Facebook’ta 18 Temmuz 2010 tarihli Sözcü Gazetesi’ndeki manşet haber gözüme ilişti.Haberde 2.Abdülhamit’in torunu Osman Kamil Osmanoğlu’nun cenazesine katılan Başbakan Recep Tayyip Erdoğan ve 4 bakanından bahsedilirken hemen yan sütunda Van’da şehit edilen Burhan Kılıç’ın Ardahan’daki cenazesinin haberi var.21 yaşındaki şehidin cenazesine katıl(a)mayan iktidar partisine mensup siyasiler sıra 90 yaşındaki Abdülhamit’in torunun cenazesine gelince seve seve saf tutuyorlar.

Ucuz milliyetçiliğin ötesinde anlatacaklarım.Dışarıdan karpuz gibi seçilip adım adım yetiştirilen ve oylarımızla başımıza getirdiğimiz aktörlerin ibretlik görüntüleridir bu haberde anlatılanlar.Halkın,haklının,mazlumun, yoksulun yanında olmayan;sadece varlıklının değirmenine su taşımayı iş edinmiş bir parti ve o partinin Genel Başkanı yani Başbakan’dan bahsediyorum.İleri gelenlerin etnik kimlikleri beni zerre kadar ilgilendirmiyor.Anadolu toprakları bir ırklar sofrasıdır;orada yaşayan herkesin bizlerin hayatında bir şekilde etkisi olmuştur.Bu gerçeği sanırım kimse inkar edemez.

Esas dikkat çekmek istediğim konu toplumda yaşanan varlık-yokluk kavgasının yarattığı ayrışma ve gerginliğin etnik kimlik çatışması şeklinde sahnelenmek istenmesidir.Tedirginliğin safha safha tırmandırıldığı psikolojik harbin gönüllü kobayları haline getiriliyoruz bana kalırsa. Tüketmek için çıldıran ama parası bu harcamalara yetişemeyen bir toplumun efradı olarak konuşa konuşa vardığımız son nokta başımızdaki adamların hangi ırka mensup oldukları ise yandı gülüm keten helva.
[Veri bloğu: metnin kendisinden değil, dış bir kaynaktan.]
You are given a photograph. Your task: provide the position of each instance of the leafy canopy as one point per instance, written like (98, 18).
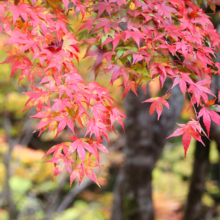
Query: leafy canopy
(132, 40)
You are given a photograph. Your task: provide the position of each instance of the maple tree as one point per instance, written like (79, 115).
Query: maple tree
(136, 41)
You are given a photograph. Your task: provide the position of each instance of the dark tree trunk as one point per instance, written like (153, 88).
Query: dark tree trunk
(145, 138)
(197, 185)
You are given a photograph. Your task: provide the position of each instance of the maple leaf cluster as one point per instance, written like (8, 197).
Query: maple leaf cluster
(136, 41)
(43, 49)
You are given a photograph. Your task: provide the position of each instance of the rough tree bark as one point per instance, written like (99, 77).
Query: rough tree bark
(145, 138)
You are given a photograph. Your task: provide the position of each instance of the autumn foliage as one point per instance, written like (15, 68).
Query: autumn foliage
(136, 41)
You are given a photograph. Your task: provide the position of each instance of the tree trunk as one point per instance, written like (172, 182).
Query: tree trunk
(145, 138)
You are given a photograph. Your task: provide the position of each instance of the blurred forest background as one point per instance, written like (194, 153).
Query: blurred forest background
(27, 191)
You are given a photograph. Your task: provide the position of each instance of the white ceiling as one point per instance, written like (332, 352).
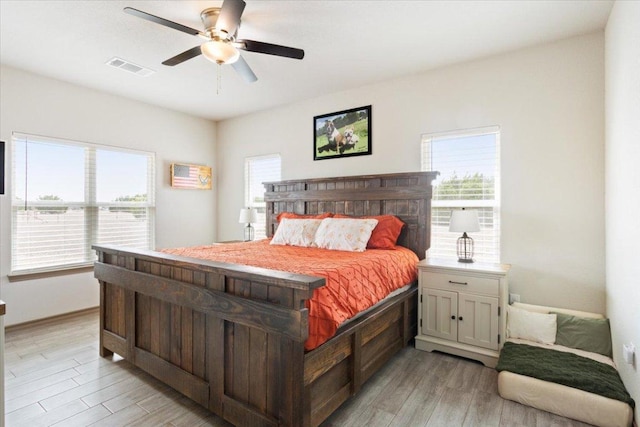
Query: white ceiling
(347, 44)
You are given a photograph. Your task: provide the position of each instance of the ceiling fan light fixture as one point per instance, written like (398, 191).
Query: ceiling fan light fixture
(220, 52)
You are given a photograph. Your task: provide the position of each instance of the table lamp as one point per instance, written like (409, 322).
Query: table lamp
(247, 216)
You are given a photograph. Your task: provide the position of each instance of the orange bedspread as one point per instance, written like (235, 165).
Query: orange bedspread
(355, 281)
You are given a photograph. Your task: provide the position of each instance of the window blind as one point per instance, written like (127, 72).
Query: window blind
(469, 166)
(257, 170)
(68, 195)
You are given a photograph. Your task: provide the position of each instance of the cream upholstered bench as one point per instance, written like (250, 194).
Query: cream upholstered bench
(563, 400)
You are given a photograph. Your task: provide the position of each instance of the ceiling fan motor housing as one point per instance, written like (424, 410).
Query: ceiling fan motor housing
(209, 19)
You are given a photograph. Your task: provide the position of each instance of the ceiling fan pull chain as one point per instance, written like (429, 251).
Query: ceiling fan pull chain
(219, 79)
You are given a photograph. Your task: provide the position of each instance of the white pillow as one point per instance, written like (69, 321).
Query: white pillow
(531, 326)
(296, 232)
(345, 234)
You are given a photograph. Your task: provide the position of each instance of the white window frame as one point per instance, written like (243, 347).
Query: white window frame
(253, 180)
(91, 208)
(487, 241)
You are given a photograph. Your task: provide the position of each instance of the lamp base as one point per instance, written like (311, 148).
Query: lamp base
(248, 233)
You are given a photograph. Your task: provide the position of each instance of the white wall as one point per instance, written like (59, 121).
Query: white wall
(623, 186)
(548, 101)
(37, 105)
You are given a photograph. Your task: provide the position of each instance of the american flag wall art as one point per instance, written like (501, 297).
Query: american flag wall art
(190, 176)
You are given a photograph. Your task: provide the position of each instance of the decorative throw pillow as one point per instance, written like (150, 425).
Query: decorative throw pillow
(293, 215)
(296, 232)
(386, 233)
(531, 326)
(345, 234)
(592, 335)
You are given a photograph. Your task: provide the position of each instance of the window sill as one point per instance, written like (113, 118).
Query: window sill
(44, 274)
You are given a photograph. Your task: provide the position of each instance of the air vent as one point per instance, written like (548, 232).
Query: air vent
(130, 67)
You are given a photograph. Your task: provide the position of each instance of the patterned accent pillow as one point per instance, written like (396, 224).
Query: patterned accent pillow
(345, 234)
(296, 232)
(293, 215)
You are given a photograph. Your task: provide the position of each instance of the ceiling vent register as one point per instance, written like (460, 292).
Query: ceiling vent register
(125, 65)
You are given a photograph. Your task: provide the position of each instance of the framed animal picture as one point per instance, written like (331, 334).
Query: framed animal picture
(342, 134)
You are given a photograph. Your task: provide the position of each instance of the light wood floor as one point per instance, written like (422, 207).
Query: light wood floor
(54, 376)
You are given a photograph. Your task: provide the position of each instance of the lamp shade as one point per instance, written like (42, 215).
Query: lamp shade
(220, 52)
(464, 221)
(248, 215)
Sabah saatlerinde Hakkari-Çukurca’daki askeri birliğe PKK tarafından yapılan saldırıda 6 asker şehit oldu.Halen devam eden çatışma hakkında verilen bilgiler bu kadar.Aynı şehit cenazeleri gene haber olacak ve bizler gene oturup seyredeceğiz.Tayyip Erdoğan’a kızacak,Öcalan’a söveceğiz. BDP’ye düşman kesileceğiz.Üstelik kardeşin kardeşi vurduğu bu kanlı oyunda başgedikliyi oynamaya devam edeceğiz.
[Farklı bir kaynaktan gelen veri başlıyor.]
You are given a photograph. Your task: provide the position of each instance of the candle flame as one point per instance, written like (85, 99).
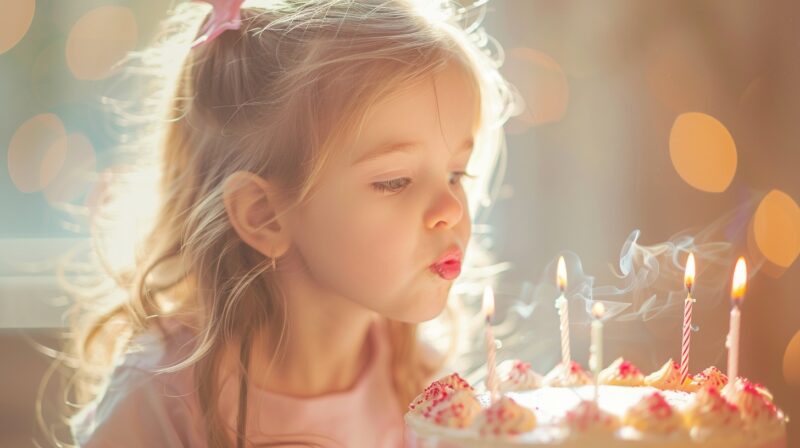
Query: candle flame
(688, 278)
(561, 274)
(488, 302)
(739, 281)
(598, 309)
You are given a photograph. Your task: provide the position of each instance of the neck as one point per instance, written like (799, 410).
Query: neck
(324, 346)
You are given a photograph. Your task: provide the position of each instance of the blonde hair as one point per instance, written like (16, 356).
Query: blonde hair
(273, 98)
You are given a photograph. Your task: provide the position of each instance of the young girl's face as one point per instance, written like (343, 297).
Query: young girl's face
(391, 204)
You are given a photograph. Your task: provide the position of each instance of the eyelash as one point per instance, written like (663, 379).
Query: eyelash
(390, 187)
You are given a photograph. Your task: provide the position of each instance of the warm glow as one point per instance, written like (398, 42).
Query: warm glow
(791, 361)
(14, 22)
(561, 274)
(598, 310)
(100, 39)
(739, 281)
(36, 152)
(688, 277)
(488, 301)
(776, 226)
(542, 84)
(703, 152)
(75, 174)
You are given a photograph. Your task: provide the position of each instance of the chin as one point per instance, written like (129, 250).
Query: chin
(423, 308)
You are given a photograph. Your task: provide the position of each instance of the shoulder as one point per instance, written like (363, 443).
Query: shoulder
(142, 406)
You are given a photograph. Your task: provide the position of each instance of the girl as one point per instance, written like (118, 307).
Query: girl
(310, 214)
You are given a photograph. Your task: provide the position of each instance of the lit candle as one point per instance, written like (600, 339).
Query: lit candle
(563, 312)
(491, 375)
(596, 347)
(688, 280)
(737, 295)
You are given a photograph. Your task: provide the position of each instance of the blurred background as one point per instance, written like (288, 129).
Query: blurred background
(651, 128)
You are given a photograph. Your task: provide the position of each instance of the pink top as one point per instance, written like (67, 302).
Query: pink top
(141, 408)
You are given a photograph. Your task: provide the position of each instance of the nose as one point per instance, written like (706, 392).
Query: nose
(446, 210)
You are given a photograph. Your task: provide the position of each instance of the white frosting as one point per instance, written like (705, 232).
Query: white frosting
(668, 377)
(757, 410)
(505, 418)
(710, 415)
(653, 415)
(587, 419)
(710, 377)
(621, 373)
(518, 375)
(571, 376)
(550, 405)
(456, 411)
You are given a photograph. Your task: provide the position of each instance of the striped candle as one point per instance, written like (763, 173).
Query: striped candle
(491, 374)
(687, 318)
(563, 313)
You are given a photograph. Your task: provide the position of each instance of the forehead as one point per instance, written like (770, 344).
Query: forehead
(441, 109)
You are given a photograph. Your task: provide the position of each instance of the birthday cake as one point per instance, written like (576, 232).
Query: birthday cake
(626, 408)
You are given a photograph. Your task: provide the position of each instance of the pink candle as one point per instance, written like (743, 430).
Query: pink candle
(563, 312)
(491, 375)
(737, 296)
(687, 317)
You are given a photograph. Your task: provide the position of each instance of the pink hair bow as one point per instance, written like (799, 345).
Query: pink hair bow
(225, 15)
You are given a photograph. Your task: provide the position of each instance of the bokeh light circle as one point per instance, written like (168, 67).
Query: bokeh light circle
(100, 39)
(15, 20)
(791, 361)
(776, 225)
(541, 83)
(36, 152)
(703, 152)
(77, 172)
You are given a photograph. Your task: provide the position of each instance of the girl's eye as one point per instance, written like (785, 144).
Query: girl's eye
(456, 176)
(393, 185)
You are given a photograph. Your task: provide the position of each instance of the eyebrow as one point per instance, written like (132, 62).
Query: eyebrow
(405, 146)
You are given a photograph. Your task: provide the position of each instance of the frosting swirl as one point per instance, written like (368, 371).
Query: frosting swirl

Tehlikenin giderek büyüdüğü toplumun temellerinin dinamitlendiği geçim kavgasının etkilerinin her yanımızda yaşıyoruz.Akşam yemeğinde 10 askeri ücretlinin maaşını harcayanların heyecanla seyrederken yattığımız gaflet uykusundan kalkmak için düşman gemilerinin İstanbul kıyılarına gelmesi mi gerekiyor?

Bugün aynı zamanda Kıbrıs Barış Harekatı’nın yıldönümü.Bizleri birbirlerine düşman edenlerin EOKA’cılarla el ele Kıbrıs’taki Türk varlığını yok etmeye çalışmalarını önleyen sonuna kadar haklı bir harbin tarihi.Bosna-Hersek, Irak,Afganistan,Yemen ya da Filistin,İran…İslam Dünyası’nın bugün düştüğü acı ve acizlik çukurundan geçen yüzyılın başında bizleri kurtaran Mustafa Kemal ile arkadaşları hakkında nefret cümleleri kuran adamların onur duygusundan bu denli uzaklaşmaları yaşanan yozlaşmanın siyasi arenadaki kişilikleri nasıl etkilediğinin göstergesi.

Yazdıklarımdan husumet ekini hasat edenlere diyecek bir şeyim yok.Eğer Milliyet blog sayfasında bu yazı yayımlanmazsa editörlerin canı sağolsun. Yazmak istediklerim söylemek istediklerimden daha fazlası…Kelimelerin boğazımıza dizilip kaldığı zamanları yaşıyoruz ne yazık ki!